Me laissant aller à ces espèces de rêveries, dont quelques-unes néanmoins se réaliseront un jour, et que je ne publie que dans cette espérance, j’ai songé au miroir du port d’Alexandrie, dont quelques auteurs anciens ont parlé, et par le moyen duquel on voyait de très loin les vaisseaux en pleine mer. Le passage le plus positif qui me soit tombé sous les yeux est celui que je vais rapporter : « Alexandria… in Pharo verò erat speculum e ferro sinico, per quod a longè videbantur naves Græcorum advenientes ; paulò postquam Islamismus invaluit, scilicet tempore califatùs Walidi, filii Abd-el-Melek, Christiani, fraude adhibità, illud deleverunt. » Abul-l-feda, etc. Descriptio Ægypti.

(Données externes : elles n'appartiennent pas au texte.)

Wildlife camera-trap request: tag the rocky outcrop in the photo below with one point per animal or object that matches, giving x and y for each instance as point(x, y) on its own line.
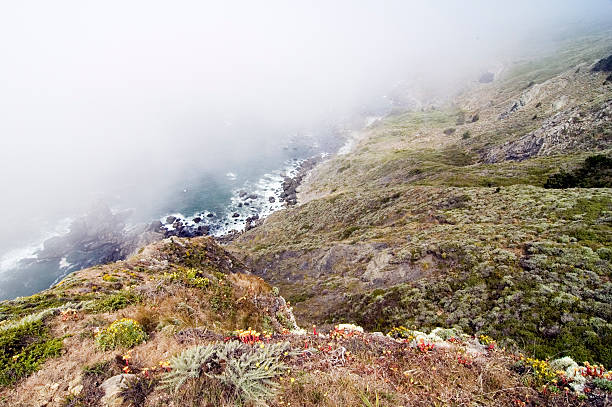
point(603, 65)
point(290, 184)
point(570, 130)
point(113, 387)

J’ai pensé : 1o que ce miroir par lequel on voyait de loin les vaisseaux arriver n’était pas impossible ; 2o que même, sans miroir ni lunette, on pourrait, par de certaines dispositions, obtenir le même effet, et voir depuis le port les vaisseaux peut-être d’aussi loin que la courbure de la terre le permet. Nous avons dit que les personnes qui ont bonne vue aperçoivent les objets éclairés par le soleil à plus de trois mille quatre cents fois leur diamètre, et en même temps nous avons remarqué que la lumière intermédiaire nuisait si fort à celle des objets éloignés, qu’on apercevait la nuit un objet lumineux de dix, vingt et peut-être cent fois plus de distance qu’on ne le voit pendant le jour. Nous savons que du fond d’un puits très profond l’on voit les étoiles en plein jour[2] : pourquoi donc ne verrait-on, pas de même les vaisseaux éclairés des rayons du soleil, en se mettant au fond d’une longue galerie fort obscure et située sur le bord de la mer, de manière qu’elle ne recevrait aucune lumière que celle de la mer lointaine et des vaisseaux qui pourraient s’y trouver ; cette galerie n’est qu’un puits horizontal qui ferait le même effet pour la vue des vaisseaux que le puits vertical pour la vue des étoiles ; et cela me paraît si simple, que je suis étonné qu’on n’y ait pas songé. Il me semble qu’en prenant, pour faire l’observation, les heures du jour où le soleil serait derrière la galerie, c’est-à-dire le temps où les

  1. Smith’s Optick. Book II, chap. vii, art. 346.
  2. Aristote est, je crois, le premier qui ait fait mention de cette observation, et j’en ai cité le passage à l’article du Sens de la vue, t. II, p. 111, de cette Histoire naturelle.